Power Tower at Valleyfair is a multi-tower attraction featuring a pair of Turbo Drop rides and a single Space Shot ride, arranged in a triangular-footprint with a crowning marquee joining the three rides at their peaks.

Power Tower is the tallest ride in Minnesota. The ride was originally intended to be 300 feet (91 m) tall, but the Federal Aviation Administration prohibits Valleyfair's rides from being built taller than 275 ft because of the nearby Flying Cloud Airport.

===Ride specifications===
- Height: 275 ft (84 m)
- Drop height: 250 ft (76 m)
- Top Speed: 50 mph (80 km/h)
- G-force: min -1.0 g, max +4.0
- Ride Duration: 45 sec
- Capacity: 1,300 rides per hour
- Thrill Rating: 5

==Records==
Cedar Point's Power Tower was the tallest vertical ascending and descending thrill ride upon debut up until July 1998, when Supreme Scream opened at Knott's Berry Farm.

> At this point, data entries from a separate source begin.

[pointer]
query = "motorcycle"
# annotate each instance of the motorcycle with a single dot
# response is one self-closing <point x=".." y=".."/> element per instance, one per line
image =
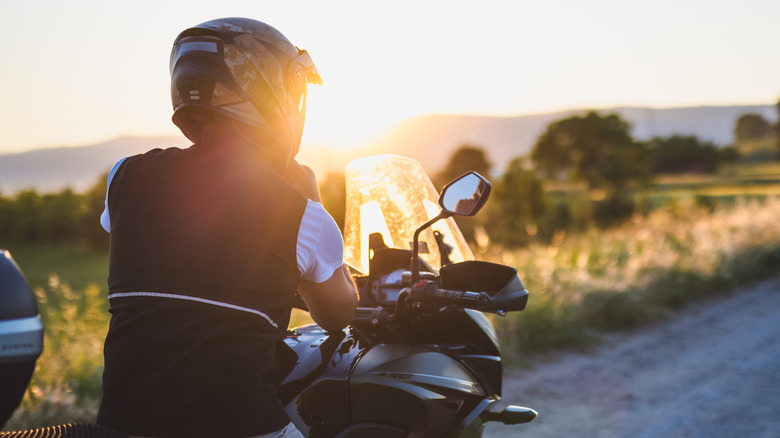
<point x="420" y="358"/>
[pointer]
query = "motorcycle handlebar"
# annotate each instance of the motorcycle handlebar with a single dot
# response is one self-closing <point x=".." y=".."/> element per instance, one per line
<point x="429" y="291"/>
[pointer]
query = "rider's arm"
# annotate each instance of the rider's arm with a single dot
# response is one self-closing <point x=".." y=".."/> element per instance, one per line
<point x="331" y="303"/>
<point x="325" y="286"/>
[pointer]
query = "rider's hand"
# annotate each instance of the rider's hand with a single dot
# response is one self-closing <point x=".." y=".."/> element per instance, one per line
<point x="302" y="178"/>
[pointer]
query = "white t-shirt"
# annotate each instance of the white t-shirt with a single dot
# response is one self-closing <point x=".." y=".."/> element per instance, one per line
<point x="319" y="250"/>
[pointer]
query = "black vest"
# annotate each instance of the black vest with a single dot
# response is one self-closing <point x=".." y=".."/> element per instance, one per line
<point x="201" y="277"/>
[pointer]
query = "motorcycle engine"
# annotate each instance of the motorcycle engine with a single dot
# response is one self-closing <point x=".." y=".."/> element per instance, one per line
<point x="21" y="335"/>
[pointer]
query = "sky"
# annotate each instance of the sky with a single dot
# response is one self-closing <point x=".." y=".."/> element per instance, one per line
<point x="82" y="72"/>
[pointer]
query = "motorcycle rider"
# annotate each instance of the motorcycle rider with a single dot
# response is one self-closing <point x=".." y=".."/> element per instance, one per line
<point x="210" y="243"/>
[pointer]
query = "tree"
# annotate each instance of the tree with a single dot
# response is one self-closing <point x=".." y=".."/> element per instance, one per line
<point x="681" y="154"/>
<point x="518" y="206"/>
<point x="596" y="149"/>
<point x="467" y="157"/>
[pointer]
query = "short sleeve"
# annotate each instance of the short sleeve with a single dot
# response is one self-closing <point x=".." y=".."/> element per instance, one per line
<point x="320" y="248"/>
<point x="105" y="219"/>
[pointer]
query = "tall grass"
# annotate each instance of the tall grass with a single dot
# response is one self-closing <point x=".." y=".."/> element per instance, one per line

| Preceded byPitt Fall | World's Tallest Vertical Drop Ride May 1998–July 1998 | Succeeded bySupreme Scream |

==Incidents==
- On August 10, 2025, a cable snapped on one of the towers of the Cedar Point installation. The ride was safely evacuated by manually bringing the car back to the ground. No injuries were reported. The ride was immediately shut down pending a thorough investigation.